Dzisiaj upływa termin składania kandydatur na szefa Instytutu Pamięci Narodowej.

Prezesa tej instytucji nie udaje się wybrać od miesięcy. Będzie to zatem kolejna tura poszukiwań odpowiedniej osoby.

Ostatnio najczęściej wymieniania się nazwisko Ministra Spraw Wewnętrznych Marka Biernackiego. Choć politycy dyskutują o tym od ubiegłego tygodnia on sam nie wypowiedział się jeszcze w tej sprawie. Na razie nie wiadomo czy AWS zgłosi do kolegium IPN właśnie Biernackiego.

Wypowiedzi przedstawicieli rządu na temat ewentualnego wskazania szefa MSWiA Marka Biernackiego jako kandydata AWS na stanowisko szefa Instytutu Pamięci Narodowej najkrócej można streścić słowami "Nie oddamy Ministra".

Żeby Biernacki miał szanse na uzyskanie w Sejmie potrzebnego poparcia, poza głosami koalicji potrzebna jest też zgoda przynajmniej części opozycji. Dlatego właśnie kierownictwo Akcji rozmawiało na ten temat z PSL, który ostatecznie jeszcze nie powiedział tak. AWS nie rozmawiał jeszcze z Unią Wolności. Dlatego Unia podtrzymuje własną kandydaturę, wiceszefa MSWiA, Bogdana Borusewicza. Za zgłoszeniem Biernackiego na szefa Instytutu ma się osobiście opowiadać lider AWS, Marian Krzaklewski.
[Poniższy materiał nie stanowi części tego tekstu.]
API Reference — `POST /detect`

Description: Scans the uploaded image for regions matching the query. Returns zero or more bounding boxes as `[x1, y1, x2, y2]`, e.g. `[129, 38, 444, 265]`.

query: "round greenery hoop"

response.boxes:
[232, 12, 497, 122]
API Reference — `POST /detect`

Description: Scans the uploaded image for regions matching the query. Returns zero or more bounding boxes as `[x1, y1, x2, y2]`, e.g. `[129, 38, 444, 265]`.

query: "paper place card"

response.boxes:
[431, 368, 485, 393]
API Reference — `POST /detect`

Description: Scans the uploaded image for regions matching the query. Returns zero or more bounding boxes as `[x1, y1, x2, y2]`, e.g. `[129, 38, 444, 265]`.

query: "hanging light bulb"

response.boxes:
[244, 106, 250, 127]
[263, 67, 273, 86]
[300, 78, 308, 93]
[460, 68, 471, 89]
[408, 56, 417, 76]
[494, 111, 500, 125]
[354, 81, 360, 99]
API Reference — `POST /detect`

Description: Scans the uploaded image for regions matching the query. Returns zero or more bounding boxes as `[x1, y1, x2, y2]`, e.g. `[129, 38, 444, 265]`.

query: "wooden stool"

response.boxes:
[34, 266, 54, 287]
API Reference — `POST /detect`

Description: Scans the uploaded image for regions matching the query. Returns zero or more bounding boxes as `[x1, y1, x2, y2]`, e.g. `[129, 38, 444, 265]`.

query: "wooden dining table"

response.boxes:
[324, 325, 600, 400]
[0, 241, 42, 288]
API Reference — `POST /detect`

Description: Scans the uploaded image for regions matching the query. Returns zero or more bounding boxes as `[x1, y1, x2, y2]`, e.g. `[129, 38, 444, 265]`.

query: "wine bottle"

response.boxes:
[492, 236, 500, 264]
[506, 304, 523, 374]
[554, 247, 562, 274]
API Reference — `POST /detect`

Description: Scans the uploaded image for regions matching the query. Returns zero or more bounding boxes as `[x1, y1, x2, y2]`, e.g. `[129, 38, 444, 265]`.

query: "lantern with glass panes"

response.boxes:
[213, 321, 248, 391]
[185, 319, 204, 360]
Na temat kandydata na szefa IPN będzie też dzisiaj debatować Komisja Krajowa "Solidarności".

Kandydatura Biernackiego jest o tyle kłopotliwa, że trzeba by było znaleźć nowego Ministra Spraw Wewnętrznych. Na razie nie ma pomysłu na to kto mógłby nim zostać. Poszukiwania trwają a jak wiadomo Instytut Pamięci Narodowej nie może działać bez szefa. Bez niego poszkodowani przez spec-służby Polacy wciąż nie mają dostępu do swoich teczek, a setki śledztw w sprawie zbrodni hitlerowskich i komunistycznych czeka aż ktoś będzie mógł je kontynuować.